The most surprising was her "bacon" sliders. The bacon is dried, smoke flavored slices of zucchini. The patty was made from sunflower seeds and veggies. It was topped with sprouts, tomato, crisp onion rings, housemade ketchup, cashew mayo, and mustard. It was eaten with lettuce serving as the bun. The oddest thing here is that it's cold and you are used to a nice, hot burger.



The zucchini pasta marinara was nothing new to me. I've made zucchini pasta myself and marinara is easy enough. The only new thing on this for me was the mac-cashew "parmesan" cheese.

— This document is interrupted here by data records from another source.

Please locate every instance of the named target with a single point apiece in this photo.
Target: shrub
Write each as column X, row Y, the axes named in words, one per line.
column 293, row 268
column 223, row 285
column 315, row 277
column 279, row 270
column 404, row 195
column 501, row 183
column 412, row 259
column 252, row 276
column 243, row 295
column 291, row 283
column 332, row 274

The desserts were both power-punch filled with flavor. The first is the chocolate hazelnut butter cups made with raw cacao, coconut sugar, vanilla bean and housemade hazelnut butter. It was set hard, just like a thick chocolate cup with a small filling of the hazelnut. The cacao flavor was deep and intense. Even more intense, though, was the Lemon Cheezecake Bites. The lemon was so strong and fresh that it was like I was biting into one of the lemons off my backyard tree. The cheezecake was made from cashew, coconut, lemon juice and vanilla on a an almond date crust. The only thing was that it was a loose "cheesecake", not really "set" like normal cheesecake would be. But who cares when the flavor was so powerful?
  
The Green Boheme offers a lot of raw food trial plans. You can get all the meals you need for a week of raw eating starting at $119 a week. Prices go up for the addition of juices, smoothies, etc. If you do a month's worth, there is a discount. This is what Bethany Crouch had done. She did the whole 30 Day Challenge with everything included. It's changed how she eats and she's feeling healthier. Now when she eats meat she sort of regrets it the next day as her body and digestion has changed. 

I'm considering doing a week of meals. If I do, I'll report it. After trying the dinner I think the biggest thing to get used to would be to eating cold food all the time. 


Green Boheme is open for weekday lunches and Sunday dinner. Closed Saturdays.